ActionSA leader Herman Mashaba has given Mineral and Petroleum Resources Minister Gwede Mantashe 60 days to honour his commitment that his department would retrieve the three miners’ bodies currently languishing in the bowels of the Lily Mine in Barberton, Mpumalanga.
Mashaba warned that if Mantashe fails to act, his party will proceed independently to recover the remains of Solomon Nyirenda, Pretty Nkambule and Yvonne Mnisi, who were trapped when their container collapsed during an implosion on 5 February 2016, leaving their families devastated.
Mashaba said, just like families of apartheid-era victims and other tragedies, they too deserve dignified burials and closure.
“Following Minister Gwede Mantashe’s recent promise, ActionSA has temporarily suspended our independent initiative to retrieve the container. We had already secured permission from the Business Rescue Practitioners to access the mine and engage mine rescue experts for proposals and quotations for the successful retrieval of Pretty Nkambule, Yvonne Mnisi, and Solomon Nyirenda.
“We are prepared to give the Minister 60 days to honour his promise. Should he fail to do so, ActionSA will have no choice but to proceed independently. Such a failure would further expose the government’s continued insensitivity toward the plight of poor South Africans, particularly black citizens,” Mashaba said in a statement.

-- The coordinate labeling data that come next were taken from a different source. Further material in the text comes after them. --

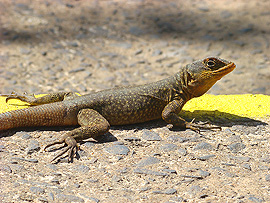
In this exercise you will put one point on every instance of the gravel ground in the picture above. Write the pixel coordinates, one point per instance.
(86, 46)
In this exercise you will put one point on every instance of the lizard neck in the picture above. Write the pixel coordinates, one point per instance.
(181, 86)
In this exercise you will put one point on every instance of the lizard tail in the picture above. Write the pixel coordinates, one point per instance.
(43, 115)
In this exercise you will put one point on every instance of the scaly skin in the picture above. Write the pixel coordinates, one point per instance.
(126, 105)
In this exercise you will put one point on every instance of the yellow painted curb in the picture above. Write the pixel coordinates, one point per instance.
(246, 105)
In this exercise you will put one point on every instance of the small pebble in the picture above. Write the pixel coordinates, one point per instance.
(203, 146)
(150, 136)
(149, 172)
(148, 161)
(117, 150)
(168, 147)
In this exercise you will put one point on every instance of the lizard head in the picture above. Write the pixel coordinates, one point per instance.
(203, 74)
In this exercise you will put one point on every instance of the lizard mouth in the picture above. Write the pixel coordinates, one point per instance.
(224, 70)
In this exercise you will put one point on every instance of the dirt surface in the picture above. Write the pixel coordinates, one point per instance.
(86, 46)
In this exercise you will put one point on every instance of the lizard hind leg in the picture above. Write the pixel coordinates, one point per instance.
(92, 124)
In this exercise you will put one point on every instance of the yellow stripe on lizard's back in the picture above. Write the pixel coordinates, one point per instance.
(249, 105)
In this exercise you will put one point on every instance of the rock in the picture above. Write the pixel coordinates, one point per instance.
(246, 166)
(132, 139)
(203, 146)
(33, 147)
(170, 191)
(148, 161)
(204, 173)
(37, 190)
(255, 199)
(267, 177)
(136, 31)
(117, 150)
(168, 147)
(123, 45)
(150, 136)
(236, 147)
(81, 169)
(206, 157)
(149, 172)
(5, 168)
(177, 138)
(76, 70)
(68, 198)
(167, 170)
(25, 51)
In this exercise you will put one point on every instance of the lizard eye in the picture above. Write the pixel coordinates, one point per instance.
(210, 63)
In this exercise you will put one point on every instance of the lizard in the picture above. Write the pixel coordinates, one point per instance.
(96, 112)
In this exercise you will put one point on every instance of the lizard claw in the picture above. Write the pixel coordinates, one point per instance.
(198, 127)
(70, 146)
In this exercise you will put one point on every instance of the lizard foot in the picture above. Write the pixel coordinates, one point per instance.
(70, 146)
(198, 127)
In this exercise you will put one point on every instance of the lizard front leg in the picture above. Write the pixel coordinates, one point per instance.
(49, 98)
(170, 115)
(92, 124)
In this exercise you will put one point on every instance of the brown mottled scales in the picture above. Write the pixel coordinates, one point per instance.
(126, 105)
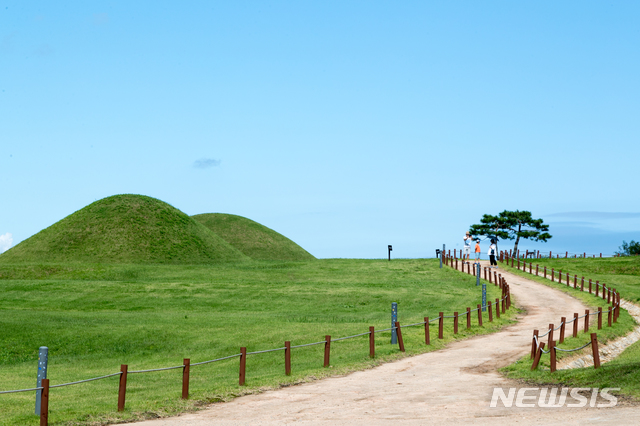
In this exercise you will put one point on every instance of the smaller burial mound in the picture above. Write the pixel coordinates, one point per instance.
(125, 229)
(251, 238)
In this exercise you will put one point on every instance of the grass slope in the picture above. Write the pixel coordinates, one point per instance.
(251, 238)
(124, 229)
(623, 372)
(95, 317)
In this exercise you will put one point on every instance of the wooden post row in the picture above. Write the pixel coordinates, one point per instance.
(427, 337)
(586, 321)
(44, 403)
(372, 343)
(243, 365)
(186, 362)
(536, 360)
(594, 350)
(287, 357)
(399, 332)
(122, 388)
(327, 349)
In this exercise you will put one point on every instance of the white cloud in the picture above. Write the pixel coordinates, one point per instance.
(6, 241)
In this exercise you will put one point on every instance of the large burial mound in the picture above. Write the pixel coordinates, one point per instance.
(252, 239)
(125, 229)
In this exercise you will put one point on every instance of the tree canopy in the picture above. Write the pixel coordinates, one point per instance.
(509, 225)
(629, 249)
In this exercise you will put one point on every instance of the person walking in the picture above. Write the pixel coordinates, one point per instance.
(493, 249)
(467, 247)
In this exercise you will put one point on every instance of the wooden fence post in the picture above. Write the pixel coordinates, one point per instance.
(122, 389)
(287, 357)
(372, 342)
(600, 318)
(186, 362)
(427, 338)
(243, 365)
(327, 350)
(536, 360)
(594, 350)
(44, 403)
(586, 321)
(399, 333)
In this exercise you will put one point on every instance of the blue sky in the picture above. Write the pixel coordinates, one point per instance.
(346, 126)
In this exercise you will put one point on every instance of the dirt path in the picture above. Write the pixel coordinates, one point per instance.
(449, 386)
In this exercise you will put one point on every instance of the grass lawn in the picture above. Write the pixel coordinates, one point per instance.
(94, 317)
(622, 274)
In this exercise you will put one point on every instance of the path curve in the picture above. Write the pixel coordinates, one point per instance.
(448, 386)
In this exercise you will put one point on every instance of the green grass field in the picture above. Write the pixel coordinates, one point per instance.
(624, 372)
(94, 317)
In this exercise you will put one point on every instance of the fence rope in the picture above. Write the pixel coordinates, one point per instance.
(155, 369)
(351, 337)
(572, 350)
(215, 360)
(87, 380)
(23, 390)
(265, 351)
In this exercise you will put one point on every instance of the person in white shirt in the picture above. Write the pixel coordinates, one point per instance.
(493, 251)
(467, 247)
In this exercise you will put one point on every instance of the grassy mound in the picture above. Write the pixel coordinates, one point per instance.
(125, 229)
(251, 238)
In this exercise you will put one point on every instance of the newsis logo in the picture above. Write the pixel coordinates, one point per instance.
(554, 397)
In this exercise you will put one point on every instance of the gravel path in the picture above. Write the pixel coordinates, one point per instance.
(450, 386)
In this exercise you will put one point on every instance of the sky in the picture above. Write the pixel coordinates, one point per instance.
(344, 125)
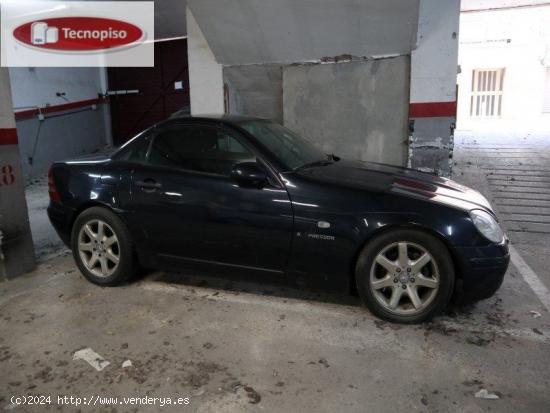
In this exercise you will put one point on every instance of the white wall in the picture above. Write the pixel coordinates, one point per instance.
(517, 40)
(65, 134)
(434, 59)
(205, 74)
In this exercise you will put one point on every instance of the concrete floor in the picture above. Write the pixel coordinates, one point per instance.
(234, 344)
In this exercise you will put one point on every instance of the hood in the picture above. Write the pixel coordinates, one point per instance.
(396, 180)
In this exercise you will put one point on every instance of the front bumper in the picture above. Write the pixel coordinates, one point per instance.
(481, 271)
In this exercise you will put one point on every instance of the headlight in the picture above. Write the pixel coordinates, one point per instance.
(487, 225)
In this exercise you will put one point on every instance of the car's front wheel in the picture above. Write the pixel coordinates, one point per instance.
(405, 276)
(102, 247)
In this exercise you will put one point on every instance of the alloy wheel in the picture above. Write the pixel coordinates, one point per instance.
(404, 278)
(99, 248)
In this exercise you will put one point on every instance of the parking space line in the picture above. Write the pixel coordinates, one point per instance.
(349, 312)
(531, 278)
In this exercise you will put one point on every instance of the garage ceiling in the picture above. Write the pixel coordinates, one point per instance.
(287, 31)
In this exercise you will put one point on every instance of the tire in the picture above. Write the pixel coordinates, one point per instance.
(87, 241)
(422, 288)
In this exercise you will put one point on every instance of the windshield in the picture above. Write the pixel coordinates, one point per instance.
(292, 150)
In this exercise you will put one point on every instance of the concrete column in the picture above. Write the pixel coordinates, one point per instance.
(205, 74)
(16, 246)
(434, 63)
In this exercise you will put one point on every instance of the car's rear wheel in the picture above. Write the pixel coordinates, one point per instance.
(102, 247)
(405, 276)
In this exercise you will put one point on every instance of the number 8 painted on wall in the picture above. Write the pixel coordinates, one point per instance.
(7, 178)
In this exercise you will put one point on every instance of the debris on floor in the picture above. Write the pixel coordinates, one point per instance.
(253, 396)
(92, 358)
(535, 314)
(484, 394)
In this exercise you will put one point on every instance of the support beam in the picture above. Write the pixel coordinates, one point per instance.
(16, 246)
(205, 74)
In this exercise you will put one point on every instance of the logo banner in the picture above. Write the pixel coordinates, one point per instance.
(77, 33)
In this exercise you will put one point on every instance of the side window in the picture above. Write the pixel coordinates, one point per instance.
(135, 150)
(198, 148)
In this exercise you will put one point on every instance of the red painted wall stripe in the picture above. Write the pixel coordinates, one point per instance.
(432, 110)
(8, 136)
(26, 114)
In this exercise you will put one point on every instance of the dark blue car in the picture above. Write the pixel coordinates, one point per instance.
(248, 194)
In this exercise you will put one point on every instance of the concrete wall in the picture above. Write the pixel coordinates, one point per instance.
(434, 66)
(255, 90)
(205, 74)
(62, 134)
(357, 110)
(16, 246)
(283, 31)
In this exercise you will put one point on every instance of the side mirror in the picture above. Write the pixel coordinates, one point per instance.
(248, 174)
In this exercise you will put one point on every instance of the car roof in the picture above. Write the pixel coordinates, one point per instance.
(235, 119)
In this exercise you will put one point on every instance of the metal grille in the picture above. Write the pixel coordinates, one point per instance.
(486, 97)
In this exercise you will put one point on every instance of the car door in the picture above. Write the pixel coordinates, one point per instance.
(190, 208)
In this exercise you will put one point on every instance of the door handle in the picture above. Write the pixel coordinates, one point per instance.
(148, 185)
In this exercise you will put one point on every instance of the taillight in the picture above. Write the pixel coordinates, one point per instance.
(52, 190)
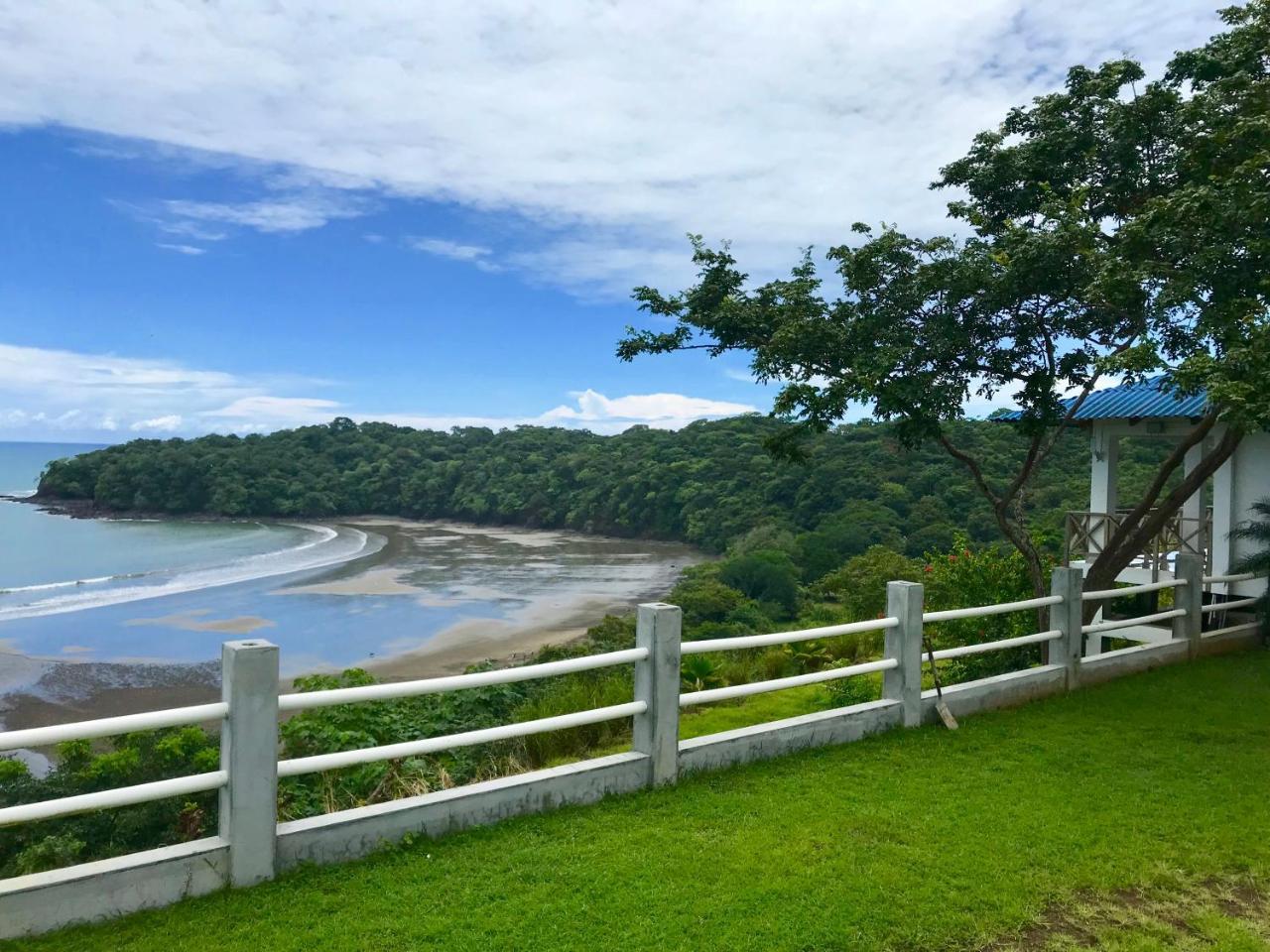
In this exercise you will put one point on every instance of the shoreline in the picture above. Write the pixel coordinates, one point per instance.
(558, 617)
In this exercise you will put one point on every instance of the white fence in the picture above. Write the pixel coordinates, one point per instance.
(252, 846)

He added that Mantashe has, on numerous occasions, promised that his department would facilitate the retrieval of the bodies of Nyirenda, Nkambule, and Mnisi.
“These undertakings have consistently been communicated to the affected families, who continue to wait in anguish. ActionSA, which has stood by and supported these families throughout, calls on Minister Mantashe to urgently provide full details of his department’s plan to give effect to this long-overdue commitment.”
Mantashe’s office has yet to confirm that it made these commitments to Mashaba and ActionSA.